Deploy the Deep Security AMI from AWS Marketplace
Instead of manually uploading and installing Deep Security software onto your own custom AMI, we recommend that you use the Quick Start Deep Security on AWS. This method uses AWS CloudFormation templates for quick deployment in about 1 hour. And if you're upgrading an existing Deep Security AMI, see Upgrade the Deep Security Manager AMI instead.
The default configuration protects instances in the Amazon Virtual Private Cloud (VPC) where your Deep Security Manager is deployed. After deployment, you can change this to protect instances across your entire AWS infrastructure.
The Deep Security AMI has two license models:
The template includes an option for deploying in the AWS GovCloud (US) region.
Detailed step-by-step instructions for deploying the Quick Start are available in the AWS Quick Start deployment guide. Basic steps include:
- If you're not familiar with AWS services, read the AWS Deep Security Overview.
- Set up or identify an Amazon VPC that has two private subnets in different Availability Zones (AZ)and one public subnet with an Internet gateway.
- Subscribe to Deep Security using one of the licensing models.
- Launch the Quick Start template for the licensing model you selected: Per Protected Instance Hour Quick Start or BYOL Quick Start.
When it finishes, a Deep Security management cluster has been deployed into the VPC that you have set up. This cluster includes Deep Security public and private elastic load balancers, Deep Security Manager instances, and a highly available multi-AZ RDS instance hosting the Deep Security database and its mirror.
Log in to the Manager console using the URL provided on the Outputs tab of the AWS CloudFormation stack.
To connect via SSH to the Amazon Linux server where Deep Security Manager is running, see https://docs.aws.amazon.com/AWSEC2/latest/UserGuide/putty.html.The user name for the Deep Security Manager instance is "trend", not "root" or "ec2-user".
Install the agent software on computers. There are multiple methods:
- Manual deployment: Run the install package on the computer, then activate it and assign a policy. For instructions, see Manually install the Deep Security Agent.
- Deployment scripts: Upload and then run the installer using Linux or Unix shell scripts or Microsoft PowerShell. For instructions, see Use deployment scripts to add and protect computers.
- Ansible: For Ansible recipes, see the Deep Security Ansible playbook on GitHub.
- Chef: For Chef recipes for deployment and management, see the Deep Security Chef cookbook on GitHub.
- Puppet: For Puppet manifests, see the Deep Security Puppet manifests repository on GitHub.
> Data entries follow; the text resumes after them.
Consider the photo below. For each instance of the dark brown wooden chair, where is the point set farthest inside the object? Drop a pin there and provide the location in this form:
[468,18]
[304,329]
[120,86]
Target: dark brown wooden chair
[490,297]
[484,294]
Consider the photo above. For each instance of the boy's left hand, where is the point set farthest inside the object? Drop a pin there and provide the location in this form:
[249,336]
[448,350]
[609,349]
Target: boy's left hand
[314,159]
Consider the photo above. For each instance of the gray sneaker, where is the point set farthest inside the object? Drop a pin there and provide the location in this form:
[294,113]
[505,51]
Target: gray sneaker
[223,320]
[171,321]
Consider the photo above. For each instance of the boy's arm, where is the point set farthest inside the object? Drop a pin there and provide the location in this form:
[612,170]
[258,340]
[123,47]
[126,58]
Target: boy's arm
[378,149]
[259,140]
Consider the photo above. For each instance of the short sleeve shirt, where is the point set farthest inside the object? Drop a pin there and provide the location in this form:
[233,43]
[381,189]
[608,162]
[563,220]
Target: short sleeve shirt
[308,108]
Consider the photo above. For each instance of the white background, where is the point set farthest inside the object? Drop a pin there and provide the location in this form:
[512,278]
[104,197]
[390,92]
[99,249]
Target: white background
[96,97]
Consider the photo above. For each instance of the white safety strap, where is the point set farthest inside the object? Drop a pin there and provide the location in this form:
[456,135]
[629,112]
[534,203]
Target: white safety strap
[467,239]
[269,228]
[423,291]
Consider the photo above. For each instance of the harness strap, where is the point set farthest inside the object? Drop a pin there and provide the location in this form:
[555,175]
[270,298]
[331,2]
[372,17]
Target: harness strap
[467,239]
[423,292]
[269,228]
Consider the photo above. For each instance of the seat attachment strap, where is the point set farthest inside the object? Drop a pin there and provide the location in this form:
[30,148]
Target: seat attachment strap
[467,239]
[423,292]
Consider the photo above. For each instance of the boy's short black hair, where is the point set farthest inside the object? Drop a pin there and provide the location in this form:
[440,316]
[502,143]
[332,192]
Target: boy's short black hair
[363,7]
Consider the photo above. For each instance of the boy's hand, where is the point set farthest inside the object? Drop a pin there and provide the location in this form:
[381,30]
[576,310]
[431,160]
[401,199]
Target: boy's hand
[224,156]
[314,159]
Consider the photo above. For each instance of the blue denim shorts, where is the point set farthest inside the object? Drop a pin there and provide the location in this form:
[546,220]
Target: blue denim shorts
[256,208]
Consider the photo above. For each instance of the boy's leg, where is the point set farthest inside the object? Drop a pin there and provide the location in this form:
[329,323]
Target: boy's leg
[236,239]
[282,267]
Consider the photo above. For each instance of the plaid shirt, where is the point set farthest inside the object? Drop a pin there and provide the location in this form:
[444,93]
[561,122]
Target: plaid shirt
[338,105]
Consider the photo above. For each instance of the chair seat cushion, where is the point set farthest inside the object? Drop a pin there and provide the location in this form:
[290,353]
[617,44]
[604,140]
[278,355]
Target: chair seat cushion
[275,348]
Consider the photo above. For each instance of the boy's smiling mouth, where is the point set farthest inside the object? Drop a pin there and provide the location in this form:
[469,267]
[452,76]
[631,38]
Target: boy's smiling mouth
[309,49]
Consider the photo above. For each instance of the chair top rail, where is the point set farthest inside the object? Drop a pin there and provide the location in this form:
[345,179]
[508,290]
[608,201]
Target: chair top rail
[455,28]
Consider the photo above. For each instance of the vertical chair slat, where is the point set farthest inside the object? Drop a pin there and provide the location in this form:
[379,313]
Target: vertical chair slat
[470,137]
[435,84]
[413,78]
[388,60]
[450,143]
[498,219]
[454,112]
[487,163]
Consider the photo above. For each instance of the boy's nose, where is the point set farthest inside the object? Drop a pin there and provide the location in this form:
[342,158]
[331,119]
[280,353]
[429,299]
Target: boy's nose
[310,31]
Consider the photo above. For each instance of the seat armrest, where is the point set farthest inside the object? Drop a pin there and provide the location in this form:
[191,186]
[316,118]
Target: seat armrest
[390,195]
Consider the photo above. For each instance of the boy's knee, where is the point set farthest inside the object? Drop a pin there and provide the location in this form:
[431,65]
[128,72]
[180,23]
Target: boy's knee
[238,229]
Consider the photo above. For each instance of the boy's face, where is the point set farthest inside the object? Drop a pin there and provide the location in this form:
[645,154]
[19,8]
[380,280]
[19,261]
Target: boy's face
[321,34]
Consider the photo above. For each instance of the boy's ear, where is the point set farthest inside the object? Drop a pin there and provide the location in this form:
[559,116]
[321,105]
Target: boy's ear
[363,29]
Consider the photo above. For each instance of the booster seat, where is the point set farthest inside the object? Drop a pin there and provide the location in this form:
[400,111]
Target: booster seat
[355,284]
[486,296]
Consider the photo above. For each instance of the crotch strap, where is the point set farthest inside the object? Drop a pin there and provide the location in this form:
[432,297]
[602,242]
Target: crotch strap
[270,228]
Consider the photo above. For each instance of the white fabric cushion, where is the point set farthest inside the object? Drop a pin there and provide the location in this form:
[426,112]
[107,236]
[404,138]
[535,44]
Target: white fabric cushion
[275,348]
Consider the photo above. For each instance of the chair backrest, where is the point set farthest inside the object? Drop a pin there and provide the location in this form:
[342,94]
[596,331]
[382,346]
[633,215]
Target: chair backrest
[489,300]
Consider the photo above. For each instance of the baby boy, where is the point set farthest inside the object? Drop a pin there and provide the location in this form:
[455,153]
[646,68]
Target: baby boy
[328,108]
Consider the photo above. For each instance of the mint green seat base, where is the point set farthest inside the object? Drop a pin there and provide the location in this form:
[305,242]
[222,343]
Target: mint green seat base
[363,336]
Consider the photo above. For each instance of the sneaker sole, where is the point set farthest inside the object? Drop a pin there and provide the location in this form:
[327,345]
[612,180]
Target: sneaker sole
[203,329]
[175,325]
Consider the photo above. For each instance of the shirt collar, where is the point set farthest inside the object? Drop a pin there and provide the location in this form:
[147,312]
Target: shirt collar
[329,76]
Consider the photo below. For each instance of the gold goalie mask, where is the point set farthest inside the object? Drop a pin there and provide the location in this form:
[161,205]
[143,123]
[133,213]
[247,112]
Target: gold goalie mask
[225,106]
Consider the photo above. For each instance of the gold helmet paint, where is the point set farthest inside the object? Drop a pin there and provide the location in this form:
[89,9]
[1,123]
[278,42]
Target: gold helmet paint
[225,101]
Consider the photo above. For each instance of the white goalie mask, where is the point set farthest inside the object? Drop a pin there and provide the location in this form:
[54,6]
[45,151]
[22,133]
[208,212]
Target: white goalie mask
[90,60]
- SCCM: Microsoft System Center Configuration Manager (SCCM) can install an agent, activate it, and apply a policy. To use SCCM, go to Administration > System Settings > Agents and enable agent-initiated activation.
- Template or Elastic Beanstalk: Include the agent in your VM template. See Bake the agent into your AMI or WorkSpace bundle and AWS Elastic Beanstalk scripts
- Activate the agent.
- Assign a policy to a computer.
- Enable at least one agent to act as a Deep Security Relay. For details, see Distribute security and software updates with relays.